By Dick Morris | New York Post Online Edition

11-16-05 | THE growth of leftist regimes throughout Latin America and their increasing links with the new axis of Cuba's Fidel Castro and Venezuela's Hugo Chavez poses a serious danger to the United States. The left is using revenue drugs and oil to offer voters in these young democracies an alternative to free markets and global economics.

It's leading to the eclipse of the democratic processes that these leftist forces are using to achieve power. Whether the peoples who follow their siren call end up like Cubans, with no elections, or like Venezuelans, with no rights, the end is not a good one.

My wife Eileen and I have worked in 11 Latin American countries over the past decade — Mexico, Honduras, Costa Rica, the Dominican Republic, Venezuela, Bolivia, Colombia, Peru, Brazil, Uruguay, and Argentina. We watched a heartening embrace of democratic and free-market values spread through the continent in the wake of the collapse of the military dictatorships of the '80s. But now an anger at the failure of globalization to deliver improved living standards for the poor is leading to a leftist backlash.

In Argentina and Brazil, the leftist drift has remained wholly democratic and constitutional. Argentina's President Nestor Kirchner, who is retaining his popularity, and Brazil's President Luiz Inacio Lula, who is not, are each part of a democratic context and can be ousted by the will of their people at the ballot box.

But the Castro-Chavez ring offers a different brand of leftism, which overrides democratic norms and leaves a new form of authoritarianism in its wake. This impetus away from democracy might well sputter and die if left to its own devices, but with huge oil revenues pouring into Chavez' coffers, it is likely to accelerate and spread.

Chavez has increased his ties to the FARC, the revolutionary drug gang that infests Colombia's jungles. His growing links with the guerrillas have led Colombia's government — one of the most stable democracies in the hemisphere — to cut back relations with Venezuela in protest.

The deadly combo white cocaine and black oil threaten hemispheric stability.

The left has conspired to oust Bolivia's democratically elected pro-Western moderate President Gonzalo "Goni" Sanchez de Lozada and now has brought that poorest of countries to the verge of anarchy. Chavez is likewise moving to destabilize Peru as its elections approach — via Antauro Humala, like Chavez a former Army officer.

In Nicaragua, the old Sandinista faction, led by Daniel Ortega, is using its control of the military and of Congress to bully the elected government and make it a puppet of the left.

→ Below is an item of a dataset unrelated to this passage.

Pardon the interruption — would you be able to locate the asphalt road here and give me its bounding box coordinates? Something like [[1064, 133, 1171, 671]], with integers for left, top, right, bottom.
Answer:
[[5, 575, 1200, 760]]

But it is Mexico that the Castro-Chavez threat is at its most dangerous. Andres Manuel Lopez Obrador, the Democratic Revolutionary Party candidate who was recently mayor of Mexico City, is the frontrunner in the elections set for next July. If this overt admirer of Castro wins office — and uses Mexico's vast oil wealth in concert with that of Venezuela — America could face an OPEC on its own borders of leftist regimes financed by our oil dependency.

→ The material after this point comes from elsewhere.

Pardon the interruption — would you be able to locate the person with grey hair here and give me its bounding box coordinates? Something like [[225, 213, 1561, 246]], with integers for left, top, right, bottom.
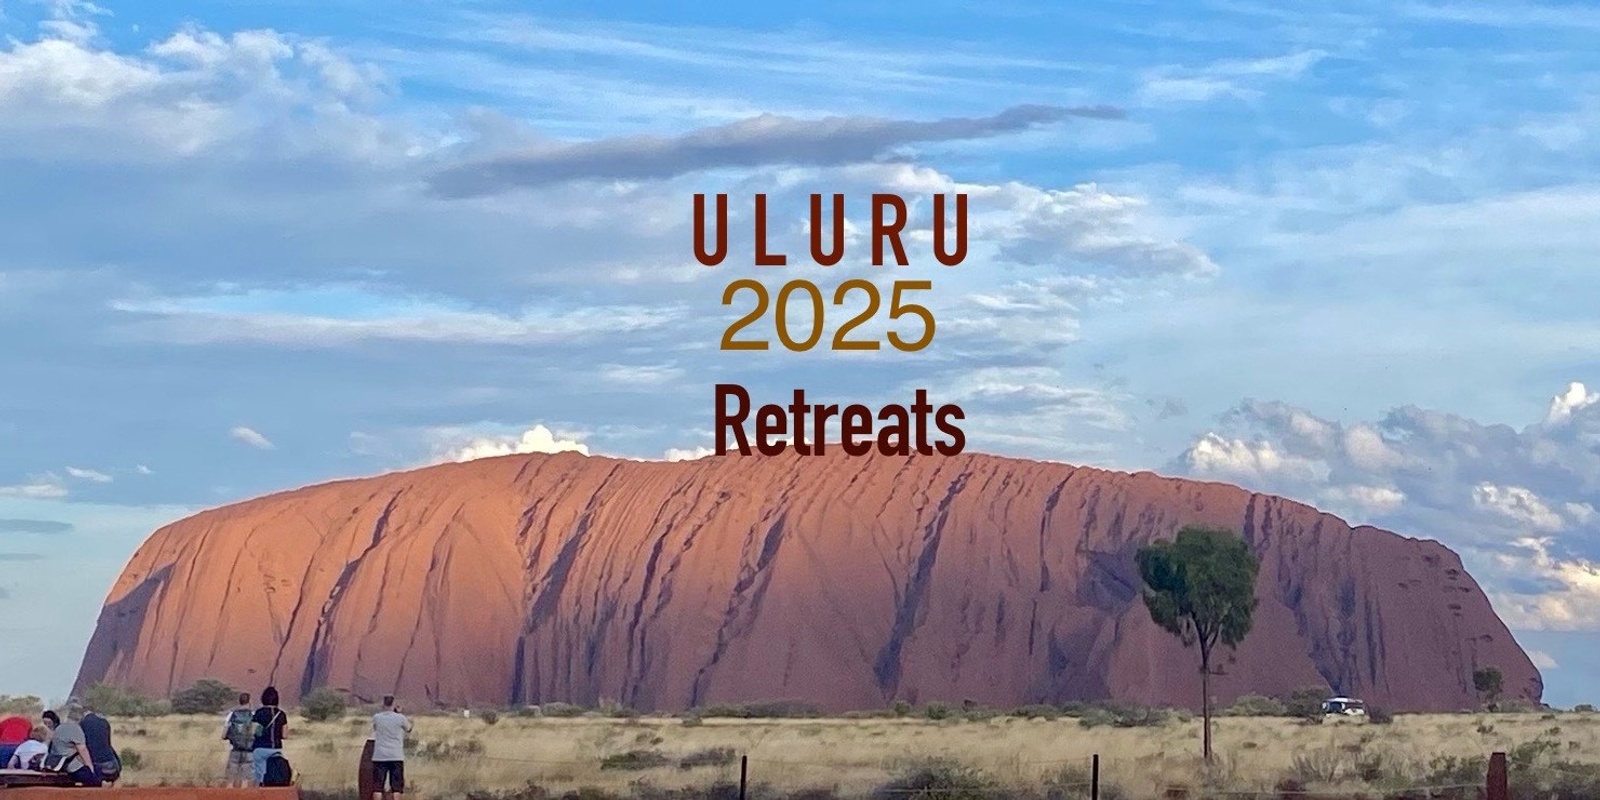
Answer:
[[42, 705, 100, 786]]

Some of the leftist revival is due to the café society disapproval of the Bush administration that is sweeping the intellectual communities of Europe and Latin America. But much of it is powered by an oil- and drug-based alternative to free-market globalization. With these two sources of revenue, one licit and the other illicit, the left feels that it may have found a way to pay for an alternative to worldwide capitalism.

China has moved quickly to strengthen its links with Latin leftists and is seeking to supplant the United States as a prime market for hemispheric oil.

The U.S. answer to the left has got to be liberalization of our trade restrictions on Latin products and nations. The Democrats who almost killed the Central American Free Trade Agreement (CAFTA, ratified by one vote in the House) are doing nothing to help. But the Republicans — by protecting the American sugar, textile, steel, orange juice, and beef industries — are asking Latins live by free-market rules we don't apply to ourselves. These restrictive quotas and our massive farm subsidies (to largely wealthy farmers) combine to make Latin America and its poverty fertile ground for subversion and leftist infiltration.

With our trade barriers, oil dependency and cocaine use, America empowers its own enemies in its own hemisphere.